Willie Nelson défit son bandana rouge et le signa puis l’offrit à Magali.

— Tiens, un souvenir!

— C’est trop d’honneur!

— Tu fais partie des volontaires qui ont aidé la ville, c’est moi qui suis honoré de te donner ce bandana. Maintenant, rends-toi sur Bourbon Street, tu verras, c’est super, et la vie a repris là-bas! Tu pourras alors mesurer ce que tes actions ont permis d’accomplir.

Elle rejoignit Hawk et Liv qui attendaient à côté du char des secouristes.

— Willie Nelson m’a conseillé de me rendre sur Bourbon Street, vous m’accompagnez?

— Désolé Magali, avec Liv, nous rentrons à notre chambre d’hôtel, s’excusa Hawk en serrant dans ses bras sa copine.
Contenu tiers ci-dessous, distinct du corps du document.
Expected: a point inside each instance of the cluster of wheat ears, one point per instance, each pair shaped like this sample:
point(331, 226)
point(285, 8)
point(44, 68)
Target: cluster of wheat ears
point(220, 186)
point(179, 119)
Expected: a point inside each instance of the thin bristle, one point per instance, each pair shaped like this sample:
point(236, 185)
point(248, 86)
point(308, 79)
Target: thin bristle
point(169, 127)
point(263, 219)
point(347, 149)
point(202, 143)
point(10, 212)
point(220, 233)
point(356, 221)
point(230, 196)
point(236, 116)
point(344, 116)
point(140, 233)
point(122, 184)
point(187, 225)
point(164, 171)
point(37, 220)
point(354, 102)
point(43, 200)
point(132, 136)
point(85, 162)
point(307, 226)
Demain matin, nous reprenons la route pour la Floride et nous voudrions profiter de ce moment tous les deux. Et toi, quand retournes-tu en France?

— Lundi de la semaine prochaine, dit-elle avec tristesse.
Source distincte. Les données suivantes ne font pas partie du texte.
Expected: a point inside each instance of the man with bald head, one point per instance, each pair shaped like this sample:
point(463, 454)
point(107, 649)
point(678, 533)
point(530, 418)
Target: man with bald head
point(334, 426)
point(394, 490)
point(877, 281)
— Alors, profite de tes derniers jours ici! l’enjoignit Liv en la serrant dans ses bras.

Magali partit à pied vers Bourbon Street. Elle passa le bandana autour de son cou. La rue était étroite pour une rue américaine. Chaque bâtiment, ou presque, avait un balcon. Le premier était situé au-dessus de Husler Hollywood. Sur celui-ci, de jeunes femmes de son âge étaient très courtes vêtues et distribuaient des colliers de perles de différentes couleurs et invitaient certaines passantes à les rejoindre tout en se trémoussant ou adoptant des poses lascives. Magali fut appelée, mais elle déclina. Elle se laissa guider par ses pas et à chaque balcon en fer forgé se tenait des individus qui lançaient les précieuses parures de plastique. Juste en face du Hard Rock café, une foule était rassemblée. Magali leva la tête et vit Britney Spears qui en proposait elle aussi. Magali réussit à en attraper un collier de perles roses. Elle continua de déambuler, obtenant ici et là quelques sautoirs colorés. Plus elle avançait, plus elle croisait des groupes de jeunes passablement éméchés. Les filles soulevaient leur T-shirt afin de récupérer des colliers de perles de différentes tailles en montrant leur poitrine. Certaines n’hésitaient pas à s’embrasser pour en gagner d’autres.